Prussian blue analogue (PBA)-derived porous ternary metallic nitride (Ni3FeN) has been successfully prepared through a simple two-step oxidation–rapid nitridation process and used for the photocatalytic hydrogen evolution reaction. The porous structure of the Ni3FeN nanocube contributes to the adsorption of the Eosin-Y photosensitizer, while also ensuring sufficient exposed active sites. This aids in improved reaction kinetics of the photocatalytic hydrogen evolution reaction. Moreover, the superior conductivity of ternary Ni3FeN promotes the transfer of charge carriers excited from Eosin-Y, which also promotes the photocatalytic performances of Ni3FeN/Eosin-Y systems.
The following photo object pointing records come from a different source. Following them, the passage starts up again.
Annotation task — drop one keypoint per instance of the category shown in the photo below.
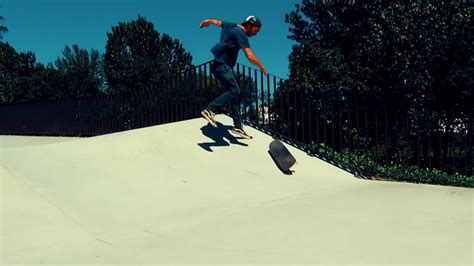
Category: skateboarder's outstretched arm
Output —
(253, 59)
(207, 22)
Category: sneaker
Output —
(210, 117)
(240, 132)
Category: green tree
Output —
(3, 29)
(81, 72)
(15, 72)
(384, 52)
(138, 58)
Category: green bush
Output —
(363, 164)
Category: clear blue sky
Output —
(46, 26)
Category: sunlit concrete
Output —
(185, 193)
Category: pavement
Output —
(186, 193)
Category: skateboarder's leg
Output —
(235, 111)
(232, 94)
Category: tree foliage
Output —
(387, 53)
(137, 57)
(3, 29)
(81, 71)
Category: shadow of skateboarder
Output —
(218, 135)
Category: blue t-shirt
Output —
(233, 38)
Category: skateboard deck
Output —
(238, 134)
(281, 155)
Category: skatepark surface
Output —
(186, 193)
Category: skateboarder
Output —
(233, 38)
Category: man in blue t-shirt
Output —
(233, 38)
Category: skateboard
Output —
(238, 134)
(281, 155)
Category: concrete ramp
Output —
(185, 193)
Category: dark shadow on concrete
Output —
(219, 136)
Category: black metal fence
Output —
(369, 142)
(357, 138)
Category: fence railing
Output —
(360, 139)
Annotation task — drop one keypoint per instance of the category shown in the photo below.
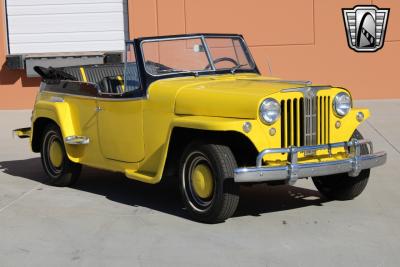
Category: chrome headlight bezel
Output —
(342, 104)
(269, 111)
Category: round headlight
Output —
(270, 110)
(342, 104)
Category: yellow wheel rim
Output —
(56, 154)
(202, 181)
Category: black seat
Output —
(112, 85)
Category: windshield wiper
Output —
(234, 69)
(195, 73)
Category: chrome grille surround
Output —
(308, 122)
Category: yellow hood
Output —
(234, 96)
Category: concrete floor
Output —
(107, 220)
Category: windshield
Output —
(196, 55)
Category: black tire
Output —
(342, 186)
(66, 173)
(224, 197)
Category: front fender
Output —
(257, 135)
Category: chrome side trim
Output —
(293, 170)
(76, 140)
(56, 99)
(281, 81)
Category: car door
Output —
(120, 119)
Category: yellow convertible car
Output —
(195, 109)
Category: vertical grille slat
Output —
(305, 121)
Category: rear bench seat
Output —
(109, 77)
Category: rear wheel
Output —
(342, 186)
(59, 169)
(206, 182)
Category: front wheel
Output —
(342, 186)
(59, 169)
(206, 182)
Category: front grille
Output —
(305, 121)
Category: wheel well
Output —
(38, 127)
(242, 148)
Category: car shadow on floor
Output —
(254, 201)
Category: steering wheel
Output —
(221, 59)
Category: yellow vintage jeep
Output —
(195, 107)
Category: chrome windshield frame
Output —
(207, 51)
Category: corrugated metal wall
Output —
(43, 26)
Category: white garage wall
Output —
(44, 26)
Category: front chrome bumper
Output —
(352, 165)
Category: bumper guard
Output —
(292, 171)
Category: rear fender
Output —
(58, 113)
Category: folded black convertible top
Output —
(51, 73)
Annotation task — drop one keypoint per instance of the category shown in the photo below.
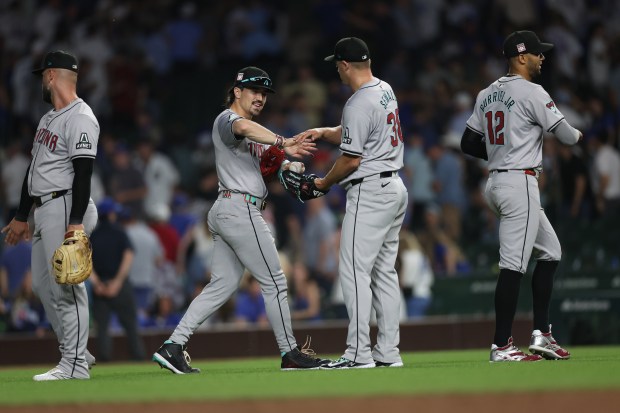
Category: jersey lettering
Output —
(394, 120)
(83, 143)
(495, 131)
(46, 138)
(345, 136)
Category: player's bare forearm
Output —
(299, 146)
(254, 131)
(344, 166)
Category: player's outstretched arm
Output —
(331, 135)
(298, 146)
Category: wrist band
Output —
(279, 142)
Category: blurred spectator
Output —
(416, 275)
(447, 259)
(194, 259)
(320, 254)
(419, 179)
(249, 304)
(168, 284)
(127, 185)
(18, 304)
(112, 291)
(576, 193)
(449, 188)
(605, 175)
(14, 168)
(305, 294)
(160, 175)
(148, 256)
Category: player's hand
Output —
(313, 134)
(299, 146)
(75, 227)
(15, 232)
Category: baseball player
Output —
(371, 143)
(58, 185)
(241, 236)
(506, 127)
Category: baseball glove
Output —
(300, 186)
(72, 262)
(270, 162)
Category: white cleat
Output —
(53, 374)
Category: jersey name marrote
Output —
(512, 114)
(238, 158)
(63, 135)
(371, 129)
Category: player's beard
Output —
(47, 94)
(534, 69)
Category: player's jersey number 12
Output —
(495, 127)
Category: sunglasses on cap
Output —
(257, 79)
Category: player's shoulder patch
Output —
(551, 106)
(83, 143)
(345, 138)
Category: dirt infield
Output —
(564, 402)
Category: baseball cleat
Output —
(53, 374)
(345, 363)
(173, 357)
(510, 352)
(90, 360)
(296, 359)
(544, 344)
(394, 364)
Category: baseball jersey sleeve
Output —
(543, 111)
(82, 136)
(355, 130)
(224, 127)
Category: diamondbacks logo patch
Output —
(345, 136)
(83, 143)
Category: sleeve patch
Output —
(83, 143)
(551, 106)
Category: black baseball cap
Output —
(254, 78)
(350, 49)
(524, 41)
(58, 59)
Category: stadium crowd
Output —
(156, 72)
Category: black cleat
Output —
(173, 357)
(302, 358)
(296, 360)
(344, 363)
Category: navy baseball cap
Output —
(58, 59)
(254, 78)
(524, 41)
(350, 49)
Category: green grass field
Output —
(447, 372)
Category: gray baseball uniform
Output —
(63, 135)
(376, 205)
(512, 114)
(241, 237)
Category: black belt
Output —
(386, 174)
(40, 200)
(525, 171)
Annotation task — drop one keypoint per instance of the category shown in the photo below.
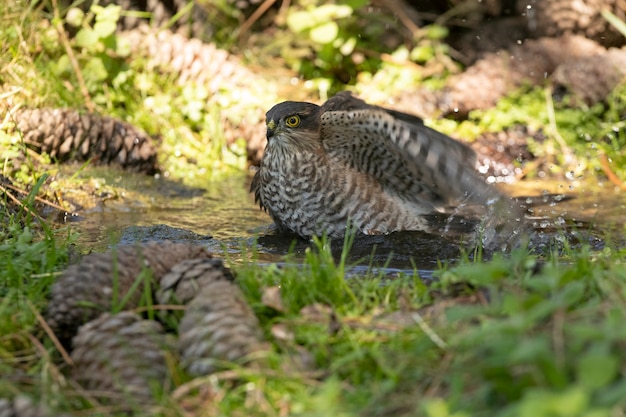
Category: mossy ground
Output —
(518, 335)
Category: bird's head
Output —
(293, 123)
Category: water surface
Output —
(223, 216)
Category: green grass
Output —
(519, 335)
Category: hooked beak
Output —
(271, 128)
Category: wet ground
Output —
(223, 216)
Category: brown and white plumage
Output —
(346, 160)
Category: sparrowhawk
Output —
(348, 161)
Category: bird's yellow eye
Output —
(293, 121)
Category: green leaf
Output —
(86, 38)
(95, 70)
(596, 370)
(325, 33)
(299, 21)
(104, 29)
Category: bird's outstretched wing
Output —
(417, 162)
(401, 152)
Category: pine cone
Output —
(494, 76)
(559, 17)
(218, 326)
(591, 79)
(123, 354)
(87, 289)
(22, 406)
(192, 61)
(66, 134)
(183, 282)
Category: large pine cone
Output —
(22, 406)
(185, 280)
(87, 289)
(121, 354)
(591, 79)
(66, 134)
(241, 95)
(218, 326)
(559, 17)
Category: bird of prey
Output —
(349, 162)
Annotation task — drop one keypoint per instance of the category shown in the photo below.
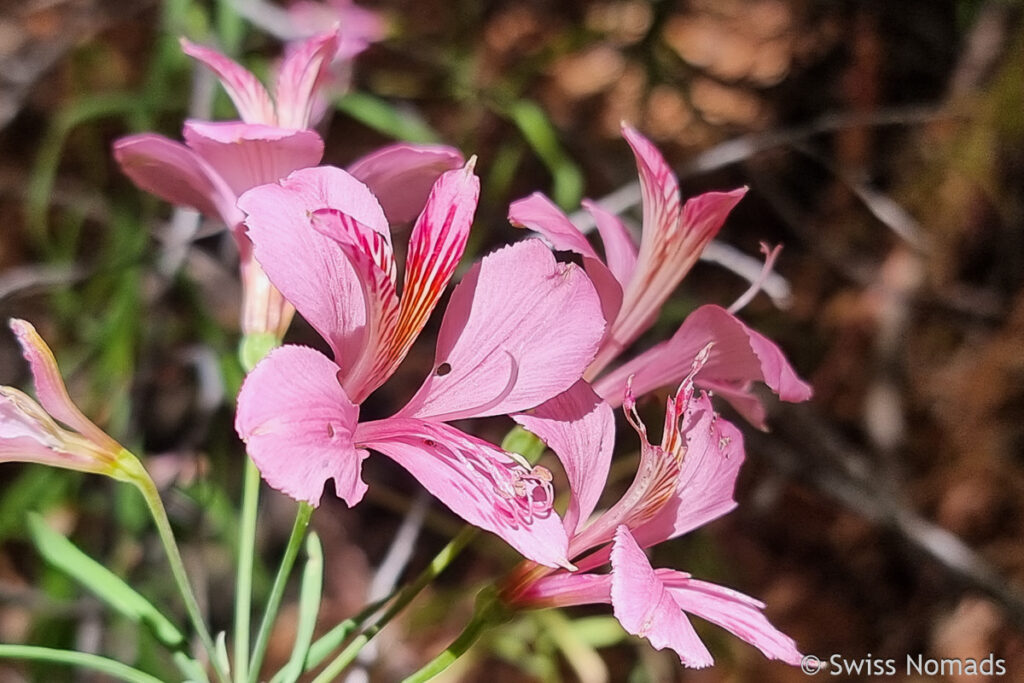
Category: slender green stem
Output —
(407, 595)
(152, 497)
(488, 612)
(80, 659)
(251, 350)
(330, 641)
(244, 584)
(302, 516)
When used with Eosin-Y as a dye photosensitizer, the porous ternary Ni3FeN nanocube exhibits superior performance, which is more than 3.45, 3.83, and 1.31 times higher than that of the PBA, NiFeOx, and Prussian blue-derived Fe3N samples. The Ni3FeN catalyst exhibits an optimal H2 production rate of 16.96 mmol g–1 h–1, with an apparent quantum efficiency of ∼3.03% at 520 nm excitation wavelength.